The High Court noted that in both the UK and Australia, for many years, it was generally accepted that methods of treatment of the human body were not patentable subject matter. However, in Rescare Ltd v Anaesthetic Supplies Pty Ltd (1992) 111 ALR 205, the Full Court of the Federal Court, following New Zealand jurisprudence, found that there was no basis for the proposition that a method of therapeutic treatment is not patentable.
ResCare was followed in subsequent Australian decisions, however in New Zealand, an exclusion of methods of medical treatment of human beings from patentability remains. Similarly, in the United Kingdom and Europe, there is a general exclusion of methods of treatment or diagnosis from patentability (which does not apply to “a substance or composition for use in an excluded method”). In the United States, there is no categorical exclusion on methods of treatment from patentability, provided the invention does not relate to a law of nature, physical phenomenon or abstract idea (for more on the US position, see our post relating to Association for Molecular Pathology v Myriad Genetics Inc here). There is also a bar to actions for patent infringement against medical practitioners in the United States for “the performance of a medical or surgical procedure on a body”. In Canada, while there is no express exclusion from patentability of methods of medical treatment of the human body, the Supreme Court of Canada has held that such methods are not patentable (but a novel use of a known compound is patentable subject matter).
In this case, French CJ noted that there are competing interests between granting monopolies to encourage technical innovation, and ensuring unconstrained access by medical practitioners and their patients to new medical methods and processes. However, the Court noted that an absence of an express exclusion on methods of treatment from patentability by Australian Courts should not support a conclusion that the legislature did not intend such an exclusion, and that the question needed to be answered by an analysis of the case-by-case development of principle. Here, French CJ found that excluding methods of medical treatment from patentability represented an anomaly without clear and consistent foundation, and noted that:
“the rubric “manner of new manufacture” in a logically and normatively coherent way is not served by excluding from its scope methods of medical treatment of human beings. Methods of medical treatment can fall within the scope of a manner of new manufacture within the meaning of s 6 of the Statute and therefore within s 18(1)(a) of the 1990 Act. Nor, on the reasoning which supports that conclusion, does “general inconvenience” (upon which, in any event, Apotex placed no reliance) appear to provide any basis for their exclusion.”
Similarly, Crennan and Kiefel JJ, with whom Gageler J agreed, found that assuming all other requirements for patentability are met, a method (or process) for medical treatment of the human body which is capable of satisfying the test in National Research Development Corp v Commissioner of Patents (1959) 102 CLR 252, namely, that it is a contribution to a useful art having economic utility, can be a manner of manufacture and patentable within the meaning of s18 of the Patents Act.

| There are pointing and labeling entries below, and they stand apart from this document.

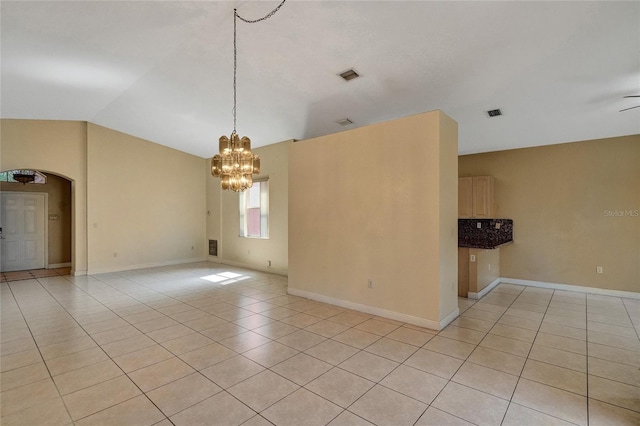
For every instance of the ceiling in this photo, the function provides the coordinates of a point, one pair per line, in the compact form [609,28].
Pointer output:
[163,70]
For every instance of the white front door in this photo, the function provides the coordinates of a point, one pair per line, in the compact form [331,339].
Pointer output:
[23,231]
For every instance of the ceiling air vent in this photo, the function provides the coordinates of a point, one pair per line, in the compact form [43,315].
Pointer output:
[349,74]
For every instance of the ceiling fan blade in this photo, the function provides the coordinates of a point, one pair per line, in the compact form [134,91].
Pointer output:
[627,109]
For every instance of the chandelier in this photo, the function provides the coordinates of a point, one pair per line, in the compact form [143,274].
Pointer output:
[235,164]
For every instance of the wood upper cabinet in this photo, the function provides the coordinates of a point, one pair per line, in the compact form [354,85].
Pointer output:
[475,197]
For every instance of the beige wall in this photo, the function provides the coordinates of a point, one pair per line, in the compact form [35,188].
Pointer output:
[224,220]
[59,205]
[146,203]
[564,200]
[485,270]
[57,147]
[359,212]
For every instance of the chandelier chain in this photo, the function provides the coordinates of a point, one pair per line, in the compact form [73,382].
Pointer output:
[267,16]
[235,51]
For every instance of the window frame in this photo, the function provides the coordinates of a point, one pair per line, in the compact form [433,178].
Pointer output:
[243,205]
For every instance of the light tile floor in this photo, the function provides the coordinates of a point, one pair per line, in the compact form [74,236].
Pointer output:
[209,344]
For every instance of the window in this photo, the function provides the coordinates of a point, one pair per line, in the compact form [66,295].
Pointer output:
[254,210]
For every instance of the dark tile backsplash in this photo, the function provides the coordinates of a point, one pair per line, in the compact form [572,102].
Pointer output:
[492,232]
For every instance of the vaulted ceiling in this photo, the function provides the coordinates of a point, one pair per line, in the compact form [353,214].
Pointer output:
[163,70]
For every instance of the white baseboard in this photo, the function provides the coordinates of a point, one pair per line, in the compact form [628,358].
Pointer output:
[283,272]
[58,265]
[409,319]
[143,266]
[570,287]
[484,291]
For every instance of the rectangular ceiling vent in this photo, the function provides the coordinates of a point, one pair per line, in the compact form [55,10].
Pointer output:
[349,74]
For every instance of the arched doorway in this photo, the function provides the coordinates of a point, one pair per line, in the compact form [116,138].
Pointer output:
[58,219]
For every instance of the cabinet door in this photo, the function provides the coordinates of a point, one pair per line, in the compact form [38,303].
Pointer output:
[465,198]
[483,197]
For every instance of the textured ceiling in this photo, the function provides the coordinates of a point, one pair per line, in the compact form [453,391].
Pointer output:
[163,70]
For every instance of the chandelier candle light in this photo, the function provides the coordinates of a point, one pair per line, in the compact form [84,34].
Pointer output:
[235,165]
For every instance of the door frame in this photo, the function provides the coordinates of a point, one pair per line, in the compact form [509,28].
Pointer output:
[46,219]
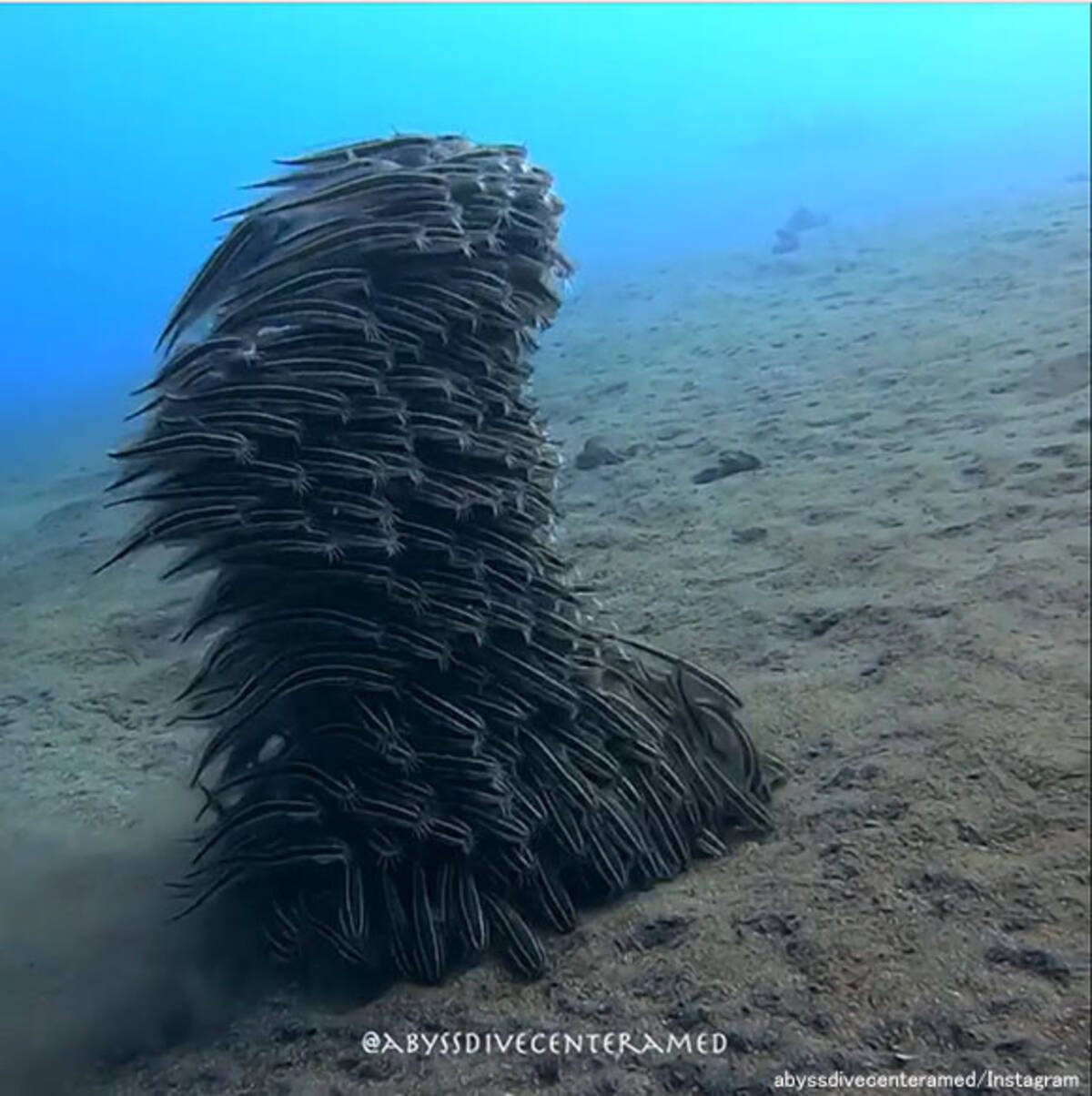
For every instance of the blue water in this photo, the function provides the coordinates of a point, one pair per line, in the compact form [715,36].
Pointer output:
[671,129]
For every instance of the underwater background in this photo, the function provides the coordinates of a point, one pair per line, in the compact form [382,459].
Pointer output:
[673,130]
[821,385]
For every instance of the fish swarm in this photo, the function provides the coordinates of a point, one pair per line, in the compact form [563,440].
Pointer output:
[421,747]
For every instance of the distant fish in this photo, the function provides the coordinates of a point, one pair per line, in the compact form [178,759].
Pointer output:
[786,241]
[801,219]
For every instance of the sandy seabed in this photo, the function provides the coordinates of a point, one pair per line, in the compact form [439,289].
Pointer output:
[900,592]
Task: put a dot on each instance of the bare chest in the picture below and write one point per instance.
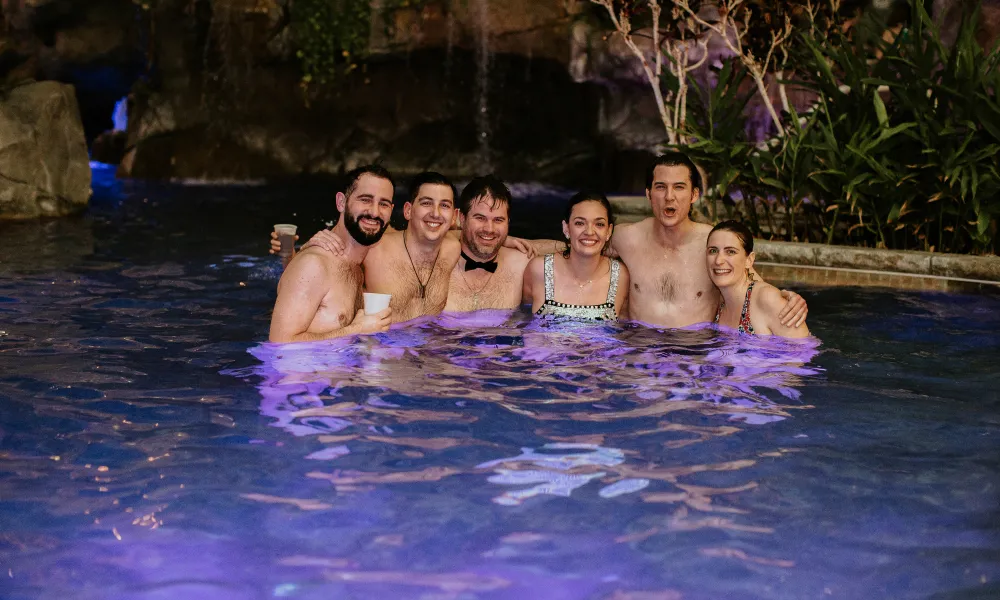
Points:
(338, 307)
(477, 290)
(417, 290)
(670, 288)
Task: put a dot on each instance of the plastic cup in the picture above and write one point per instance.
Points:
(376, 303)
(286, 235)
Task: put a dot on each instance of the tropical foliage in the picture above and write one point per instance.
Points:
(901, 149)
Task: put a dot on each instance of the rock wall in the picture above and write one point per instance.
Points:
(44, 166)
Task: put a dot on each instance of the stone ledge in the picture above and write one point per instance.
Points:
(792, 275)
(906, 262)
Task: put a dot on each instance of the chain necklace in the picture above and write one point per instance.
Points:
(423, 285)
(475, 293)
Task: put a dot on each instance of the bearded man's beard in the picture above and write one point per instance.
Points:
(353, 224)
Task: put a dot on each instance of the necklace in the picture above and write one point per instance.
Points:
(591, 280)
(475, 292)
(423, 285)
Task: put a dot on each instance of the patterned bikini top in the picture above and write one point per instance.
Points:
(745, 326)
(593, 312)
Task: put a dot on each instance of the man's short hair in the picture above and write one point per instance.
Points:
(479, 187)
(375, 170)
(675, 159)
(429, 178)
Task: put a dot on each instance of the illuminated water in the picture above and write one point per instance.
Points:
(152, 447)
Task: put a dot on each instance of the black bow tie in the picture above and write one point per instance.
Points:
(489, 266)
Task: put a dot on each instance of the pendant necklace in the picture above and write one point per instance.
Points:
(423, 285)
(475, 293)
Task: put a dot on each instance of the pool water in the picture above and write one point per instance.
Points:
(152, 446)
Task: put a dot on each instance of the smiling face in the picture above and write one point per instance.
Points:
(432, 212)
(672, 194)
(588, 229)
(726, 259)
(484, 228)
(367, 211)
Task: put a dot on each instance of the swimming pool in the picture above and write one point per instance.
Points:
(152, 447)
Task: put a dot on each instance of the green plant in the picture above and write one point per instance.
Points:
(717, 132)
(333, 36)
(906, 142)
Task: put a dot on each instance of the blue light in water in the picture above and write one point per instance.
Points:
(120, 116)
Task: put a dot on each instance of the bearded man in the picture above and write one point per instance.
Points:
(319, 294)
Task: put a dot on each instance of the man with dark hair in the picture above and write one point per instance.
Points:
(319, 294)
(665, 253)
(488, 275)
(413, 265)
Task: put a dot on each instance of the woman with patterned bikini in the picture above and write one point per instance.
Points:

Interestingly, while it was not necessary for the High Court to consider activities or procedures of doctors when physically treating patients, the Court did note that a logical distinction may exist between methods of medical treatment and activities of doctors, noting that the procedures of doctors when treating patients may be “essentially non-economic” so as not to satisfy the NRDC test for patentability, “because they are not capable of being practically applied in commerce or industry, a necessary prerequisite of a “manner of manufacture”.
The High Court’s confirmation that methods of treatment may amount to a manner of manufacture within the meaning of s18 resolves the question of the patentability of these inventions.